Other notes: The Math Department Faculty Minority Liaison is Prof. Daniel Rider. He has information available concerning diversity and multicultural issues (e.g. support services, academic internships and grants/fellowships). He is also available to discuss minority students' concerns about mathematics courses. Prof. Rider can be reached at 263-3603, drider@math.wisc.edu or in 821 Van Vleck. See the web page at http;//www.math.wisc.edu/~drider/FML.html

Syllabus: The following is my general plan for the topics to be covered and the ordering which I have in my mind at the moment.

(1) Definitions and examples of groups, rings, fields, modules, vector spaces.

We will make lists of the standard examples and discuss some of them in detail.

(2) Generators and relations and finite groups of low order. More examples: Cyclic groups,

Dihedral groups, symmetry groups of polytopes, tetrahedral groups,

octahedral groups, icosahedral groups, the Buckyball.

(3) Subgroups and cosets.

(4) Families of groups: Cyclic groups, Dihedral groups, Symmetric groups,

Alternating groups, and matrix groups.

(5) Orbits, Stabilizers, Centralizers, Normalizers, Conjugacy classes and centers.

(6) Homomorphisms, kernels, images, normal subgroups.

(7) Quotients (and more normal subgroups, kernels and images) and homomorphism theorems.

(8) Sylow Theorems

(9) More examples and groups of low order.

(10) Review of definitions of rings, fields, modules and vector spaces.

(11) Examples of rings: Matrix rings, polynomial rings, group algebras, Brauer algebras.

(12) Homomorphisms, kernels, images, ideals.

(13) Examples of ideals and quotients -- integers, polynomial rings, upper triangular matrices.

(14) Examples of fields: R, Q, C, finite fields, p-adic fields, number fields, quaternions.

(15) Prime ideals, maximal ideals, integral domains

(16) PIDs and the Euclidean algorithm.
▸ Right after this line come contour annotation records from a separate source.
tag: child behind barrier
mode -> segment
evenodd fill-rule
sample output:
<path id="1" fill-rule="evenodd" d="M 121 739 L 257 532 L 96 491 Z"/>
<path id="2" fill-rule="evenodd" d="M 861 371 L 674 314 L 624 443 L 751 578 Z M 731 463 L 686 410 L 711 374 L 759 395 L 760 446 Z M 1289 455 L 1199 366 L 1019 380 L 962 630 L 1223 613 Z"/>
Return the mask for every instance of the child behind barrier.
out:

Examples: integers and polynomial rings.

(17) Review of row reduction for matrices. Normal forms.

(18) Relationship of normal forms to modules for PIDs

(19) Rational canonical form, Smith normal form and Jordan canonical form.

(20) Finite generated modules over PIDs and the fundamental theorem of abelian groups.

This accounts for 28 lectures (over 14 weeks) with some flexiblility and time for review sessions etc.

Downloading/printing. I have successfully dowloaded the homework at the computers in the Computer Lab in Van Vleck 101. This is a computer lab for students so please take advantage. You will need a red debit card to print in the Van Vleck 101 computer lab. Ask the consultants there in the lab where to find a machine to buy a debit card. The following information may also be helpful.

(1) .ps files can be sent directly to a postscript printer or viewed on the screen with a previewer such as Ghostview. Postscript printers are available in most campus computer labs, for example the Computer Lab in Van Vleck 101.

(2) .pdf files can usually be read with Acrobat reader. You can down load Acrobat Reader free from the following location: Free software from Adobe.

(3) In the Van Vleck 101 Computer Lab you can save the postscript file to the desktop and then open it. This will create an Acrobat file which you can then open and print. The consultant in the lab can also show you how to do this. They are very nice and helpful.